Tuesday, November 3, 2020

The audience roared with laughter and “clapped prodigiously,” sure that this, too, was part of the fun.

From 1776 by David McCulough. Page 74.

Food remained extremely scarce and dear. Young Lord Rawdon described his famished troops as looking like skeletons. Even inferior cuts of horse meat brought good prices. To put a stop to increasing instances of plunder by the troops, Howe initiated punishments more severe even than the standard for the British army. In fact, the new year of 1776 began in Boston with the public whipping of a soldier and his wife who had been caught with stolen goods.

For the British officers, however—the “redcoat gentry,” as Washington called them—life was not entirely unpleasant. They had appropriated Old South Church for a riding ring—Old South Church being odious to them because town meetings had been held there. (Pews were torn out, dirt spread on the floor. According to the diary of Deacon Timothy Newell, one particularly beautiful, hand-carved pew was taken away to serve as a hog sty.) Evening entertainments were numerous. “We have plays, assemblies, and balls, and live as if we were in a place of plenty,” wrote an officer. “In the midst of these horrors of war, we endeavor as much as possible to forget them,” explained the wife of another officer in a letter to a friend at home.

Writing again to General Harvey, James Grant said, “We must get through a disagreeable winter the best way we can. I do all in my power to keep the ball up—I have all ranks of officers at dinner, give them good wine, laugh at the Yankees and turn them into ridicule when an opportunity offers.”

Boston having no theater, Faneuil Hall, sacred to Boston patriots as “the cradle of liberty,” was converted on General Howe’s wish into a “very elegant playhouse” for amateur productions of Shakespeare and original farces, with officers and favored Loyalists taking parts. Sally Flucker, the sister of Henry Knox’s wife, Lucy Flucker, for example, took a lead part in a production of Maid of the Oaks, a satire by General Burgoyne.

On the evening of January 8, uniformed officers and their ladies packed Faneuil Hall for what was expected to be the event of the season, a performance of a musical farce said also to have been written by Burgoyne. Titled The Blockade, it was off to a rollicking start from the moment the curtain rose. A ridiculous figure, supposed to be George Washington, stumbled on stage wearing an oversized wig and dragging a rusty sword. At the same moment, across the bay, Connecticut soldiers led by Major Thomas Knowlton launched a surprise attack on Charlestown, and the British responded with a thunderous cannon barrage. With the roar of the guns, which the audience at Faneuil Hall took to be part of the show, another comic figure, a Yankee sergeant in farmer garb, rushed on stage to say the rebels were “at it tooth and nail over in Charlestown.” The audience roared with laughter and “clapped prodigiously,” sure that this, too, was part of the fun.
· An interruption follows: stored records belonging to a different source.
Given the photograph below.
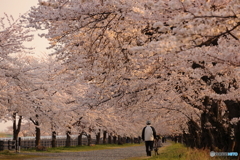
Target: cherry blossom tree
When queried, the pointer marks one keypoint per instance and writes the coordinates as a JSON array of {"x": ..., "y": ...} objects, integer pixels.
[
  {"x": 153, "y": 57},
  {"x": 12, "y": 36}
]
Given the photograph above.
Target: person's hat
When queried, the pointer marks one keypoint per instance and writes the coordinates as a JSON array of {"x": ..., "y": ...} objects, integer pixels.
[{"x": 148, "y": 122}]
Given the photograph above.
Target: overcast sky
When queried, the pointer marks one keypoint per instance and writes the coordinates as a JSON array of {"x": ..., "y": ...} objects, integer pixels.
[{"x": 16, "y": 8}]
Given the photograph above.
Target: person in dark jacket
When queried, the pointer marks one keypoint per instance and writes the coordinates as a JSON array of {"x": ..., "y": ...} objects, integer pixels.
[{"x": 148, "y": 135}]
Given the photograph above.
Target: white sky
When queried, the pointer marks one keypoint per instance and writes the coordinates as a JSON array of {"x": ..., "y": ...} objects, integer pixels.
[{"x": 16, "y": 8}]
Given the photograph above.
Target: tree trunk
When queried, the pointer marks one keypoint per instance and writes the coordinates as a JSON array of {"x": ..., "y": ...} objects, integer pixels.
[
  {"x": 120, "y": 140},
  {"x": 89, "y": 139},
  {"x": 54, "y": 138},
  {"x": 16, "y": 127},
  {"x": 104, "y": 137},
  {"x": 98, "y": 138},
  {"x": 109, "y": 139},
  {"x": 80, "y": 139},
  {"x": 38, "y": 135},
  {"x": 115, "y": 139},
  {"x": 68, "y": 140}
]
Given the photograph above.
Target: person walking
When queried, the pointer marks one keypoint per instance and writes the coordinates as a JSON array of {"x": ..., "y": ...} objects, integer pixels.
[{"x": 148, "y": 135}]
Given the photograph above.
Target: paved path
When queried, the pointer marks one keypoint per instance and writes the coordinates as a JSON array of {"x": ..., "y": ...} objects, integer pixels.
[{"x": 106, "y": 154}]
But soon finding their mistake [wrote an eyewitness] a general scene of confusion ensued. They immediately hurried out of the house to their alarm posts, some skipping over the orchestra, trampling on the fiddles, and, in short, everyone making his most speedy retreat, the actors (who were all officers) calling out for water to get the paint and smut off their faces, women fainting, etc.

Reportedly, it was General Howe himself who shouted, “Turn out! Turn out!”